VIRTUAL ACOUSTICS AND AUDIO ENGINEERING
Fluid Dynamics and Acoustics Group

 


 

Human Localisation

There are clearly different mechanisms in the localisation of real acoustical events, and of virtual sounds when using headphones. Shaw (1982) proposed that headphone studies of spatial imagery be referred to as 'space perception', since the collection of perceptual data, such as segregation of sound, where a single acoustical event may give rise to more than one auditory event, or ambiguity with respect to whether the sound is externalised (and 'localisation' becomes 'lateralisation'). Most psychoacoustical studies are carried out with headphones, and assume that sound localisation and space perception can be regarded as equivalent.

Binaural cues

Lord Rayleigh's duplex theory (Rayleigh, 1907) was the first to explain how we localise sound: localisation is based on the fact that path lengths are different for the two ears, hence the Interaural Time Difference (ITD), and the head acts as acoustic shadows at higher frequencies producing Interaural Level Difference (ILD). At angles on the median plane or on the 'cone of confusion', additional complex cues are required, and therefore either head movement can resolve ambiguity (Wallach, 1940), or these can be resolved by the filtering of the pinna.
By neglecting the transmission paths within the auditory nervous system, we can assume that binaural cues could be derived by the ratio of the ipsilateral and the contralateral HRTFs in the frequency domain. This ratio produces the ITD and ILD mentioned above. Wightman and Kistler (1997) found that the fact that ITD is frequency dependant and is larger at low frequencies than at high frequencies (Kuhn, 1977) is perceptually irrelevant. Whenever HRTFs are implemented using a minimum phase model (see below), a single value is assigned to the ITD. However, although ITD values are roughly similar among subjects, the auditory nervous system is very sensitive to changes of the interaural phase or timing. The minimum noticeable difference can be as low as 6 msec (see Carlile, 1996, section 2.2.1).
The dominance of the ITD cue at low frequencies (below 1.5 kHz) was demonstrated when it was conflicted in a subjective experiment against other localisation cues (Wightman and Kistler, 1992). It was also claimed that the auditory system is sensitive to ITD in the envelopes of high frequency carriers, but this is a less dominant cue.
ILD presentations are very complex, since at high frequencies their dependence with the change of angle is high, and the response varies rapidly between peaks and notches. Their visualisation in different planes reveals some systematic variations, but variations among individuals are high, especially above approximately 8 kHz. It was shown that when ILD are presented in different frequency bands they have similar patterns (Wightman and Kistler, 1997). In addition, similar patterns are noticed for a specific frequency with a change of the elevation angle (Duda, 1997). In the horizontal plane, Middlebrooks and Green (1991) observed that localisation is mainly based on ITD and ILD without pinna cues. However, Musicant and Butler (1984) found that pinna cues indeed helped in resolving front and back confusion, and increased the localisation accuracy when localising sounds within the same quadrant of the horizontal plane.
Another possible binaural cue was suggested by Searle et al (1975), as 'binaural pinna disparity'. These authors proposed that the asymmetry between pinnae geometry and acoustical response aids in median localisation performance. This cue is still regarded as of a second order of significance.

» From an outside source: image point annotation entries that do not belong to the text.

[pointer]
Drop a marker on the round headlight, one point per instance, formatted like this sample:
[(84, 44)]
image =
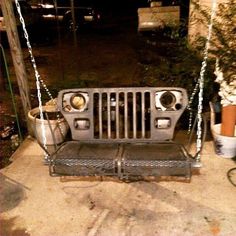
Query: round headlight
[(168, 100), (78, 102)]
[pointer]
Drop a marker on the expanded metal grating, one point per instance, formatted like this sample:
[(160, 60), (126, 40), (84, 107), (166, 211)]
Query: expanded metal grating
[(122, 160)]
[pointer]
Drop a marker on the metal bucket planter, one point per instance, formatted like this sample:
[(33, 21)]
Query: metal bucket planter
[(225, 146), (55, 128)]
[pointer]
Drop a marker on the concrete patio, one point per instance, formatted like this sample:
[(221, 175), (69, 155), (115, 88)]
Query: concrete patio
[(33, 203)]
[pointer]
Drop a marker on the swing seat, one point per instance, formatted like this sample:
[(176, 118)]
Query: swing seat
[(122, 132), (126, 161)]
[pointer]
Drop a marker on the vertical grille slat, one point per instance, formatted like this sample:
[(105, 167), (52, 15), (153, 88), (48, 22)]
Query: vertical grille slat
[(117, 116), (108, 115), (100, 115), (143, 114), (122, 114), (134, 117), (126, 115)]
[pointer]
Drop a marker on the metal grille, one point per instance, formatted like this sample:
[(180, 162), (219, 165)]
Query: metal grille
[(122, 115)]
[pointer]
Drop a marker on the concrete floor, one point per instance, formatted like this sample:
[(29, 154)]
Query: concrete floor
[(33, 203)]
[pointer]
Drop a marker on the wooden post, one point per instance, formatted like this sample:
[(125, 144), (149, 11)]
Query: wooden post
[(16, 53)]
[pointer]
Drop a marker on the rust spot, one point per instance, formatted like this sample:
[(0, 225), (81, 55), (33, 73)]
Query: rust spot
[(7, 228), (214, 226)]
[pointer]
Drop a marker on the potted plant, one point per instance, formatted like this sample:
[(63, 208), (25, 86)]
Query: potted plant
[(224, 50)]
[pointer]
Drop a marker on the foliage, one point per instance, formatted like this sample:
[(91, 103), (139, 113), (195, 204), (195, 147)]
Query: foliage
[(223, 43), (169, 61)]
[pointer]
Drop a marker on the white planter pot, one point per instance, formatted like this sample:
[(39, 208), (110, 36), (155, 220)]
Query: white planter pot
[(54, 135), (224, 146)]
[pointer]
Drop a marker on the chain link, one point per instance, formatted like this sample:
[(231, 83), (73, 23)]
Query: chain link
[(201, 81), (38, 81)]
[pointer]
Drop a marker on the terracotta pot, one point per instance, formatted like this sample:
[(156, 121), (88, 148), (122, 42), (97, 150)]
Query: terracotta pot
[(224, 146), (228, 122)]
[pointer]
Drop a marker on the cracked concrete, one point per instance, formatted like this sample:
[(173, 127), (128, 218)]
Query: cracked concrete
[(33, 203)]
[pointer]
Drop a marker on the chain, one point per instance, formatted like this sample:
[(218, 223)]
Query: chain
[(38, 81), (190, 121), (201, 81)]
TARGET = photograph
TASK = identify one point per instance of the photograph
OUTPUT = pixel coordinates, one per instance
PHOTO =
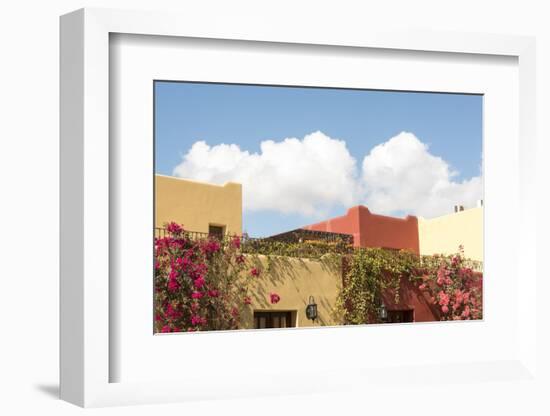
(290, 207)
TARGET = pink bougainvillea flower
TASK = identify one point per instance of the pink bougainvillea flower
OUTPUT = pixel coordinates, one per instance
(198, 320)
(174, 228)
(236, 242)
(198, 283)
(196, 295)
(443, 298)
(173, 285)
(172, 313)
(274, 298)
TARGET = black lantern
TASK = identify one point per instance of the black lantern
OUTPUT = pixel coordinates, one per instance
(311, 309)
(383, 312)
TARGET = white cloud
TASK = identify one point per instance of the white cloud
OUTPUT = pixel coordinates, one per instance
(311, 175)
(402, 175)
(307, 176)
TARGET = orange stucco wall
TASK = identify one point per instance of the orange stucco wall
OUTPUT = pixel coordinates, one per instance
(372, 230)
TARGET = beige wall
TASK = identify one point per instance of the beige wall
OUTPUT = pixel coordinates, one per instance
(196, 204)
(295, 280)
(443, 235)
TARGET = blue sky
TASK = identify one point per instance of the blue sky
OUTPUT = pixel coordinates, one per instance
(449, 126)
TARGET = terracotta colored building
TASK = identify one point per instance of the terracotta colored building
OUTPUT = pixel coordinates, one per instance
(373, 230)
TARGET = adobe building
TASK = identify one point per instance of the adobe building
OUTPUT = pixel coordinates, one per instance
(199, 206)
(372, 230)
(214, 209)
(439, 235)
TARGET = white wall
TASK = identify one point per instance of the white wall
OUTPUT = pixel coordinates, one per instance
(29, 172)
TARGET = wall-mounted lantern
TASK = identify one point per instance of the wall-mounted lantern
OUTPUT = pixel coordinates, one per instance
(383, 312)
(311, 309)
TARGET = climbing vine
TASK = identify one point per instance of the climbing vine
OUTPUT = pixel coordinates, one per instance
(368, 275)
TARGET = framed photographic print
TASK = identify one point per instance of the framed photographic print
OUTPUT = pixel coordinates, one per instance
(290, 208)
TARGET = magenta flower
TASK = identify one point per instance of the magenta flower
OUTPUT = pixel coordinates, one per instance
(198, 283)
(174, 228)
(236, 242)
(198, 320)
(172, 313)
(173, 285)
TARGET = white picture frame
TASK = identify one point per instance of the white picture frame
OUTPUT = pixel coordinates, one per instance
(86, 356)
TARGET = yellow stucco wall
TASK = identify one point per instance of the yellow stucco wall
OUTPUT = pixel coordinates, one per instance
(197, 204)
(443, 235)
(295, 280)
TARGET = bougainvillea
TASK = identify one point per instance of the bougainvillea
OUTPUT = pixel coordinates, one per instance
(452, 286)
(368, 273)
(449, 284)
(200, 284)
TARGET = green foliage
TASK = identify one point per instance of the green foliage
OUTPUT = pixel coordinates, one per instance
(310, 249)
(367, 274)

Monaural cues: time domain interpretation

Many psychoacoustical studies demonstrated that it is possible to localise reasonably well with one ear plugged, in both horizontal and elevation angles (see Blauert, 1997, Section 4.4, Carlile, 1996, Section 2.2). However, localisation accuracy is dependent on the spectral contents, the frequency bandwidth of the stimuli, and other factors related to practice and context effects.
As the external ear is a linear system, time domain and frequency domain behaviours are related through the Fourier transform. It is assumed that the processing of directional information takes place in one of the two domains. Does the external ear encode the source direction through modulation of time delays or modulation of spectral shape?
Batteau (1962, 1967) was a pioneer in relating localisation in elevation, and the physical cues provided by the external ear. He hypothesised that a simple time domain model, which includes the original signal and two echoes, can give rise to the necessary spectral cues. One echo having a latency of 0-80 msec varies with the azimuthal position of the source, and a second echo, having a latency of 100-300 msec varies with the elevation. Some agreement was found by Watkins (1978) and Wright et al (1974) when the method was compared with measurements in the lateral vertical plane. Hebrank and Wright (1974) showed that the notches appearing in the frequency domain are matched with the interference of a variable path-length reflection that occurs on the posterior wall of the concha. Hiranaka and Yamasaki (1983) confirmed that major reflections occur within 350 ?s after the first arriving sound, and that the delay increases as the source is lowered. In an extensive search for physical cues made with KEMAR, it was shown by Han (1991) that if localisation at high frequencies were based on time delays, it would work only in a very limited region. Since the model of Batteau is based on the physical geometry of the external ear but is said to be too simplistic, a further development was formulated by Chen et al (1992) with the addition of reflected paths. The pinna was modelled using a beam-forming approach. Although this model does not rely on physical principles, it is based on the general geometrical properties of the pinna.
Wightman and Kistler (1997) argued that monaural temporal cues are not likely to be relevant for human sound localisation. Firstly because the HRTF impulse responses are too short to be processed in the auditory system (they are of the order of about 2 msec.), and secondly their previous results (Kistler and Wightman, 1992) suggest that changes in the temporal fine structure of the HRIR do not produce subsequent changes in the apparent positions of sound sources.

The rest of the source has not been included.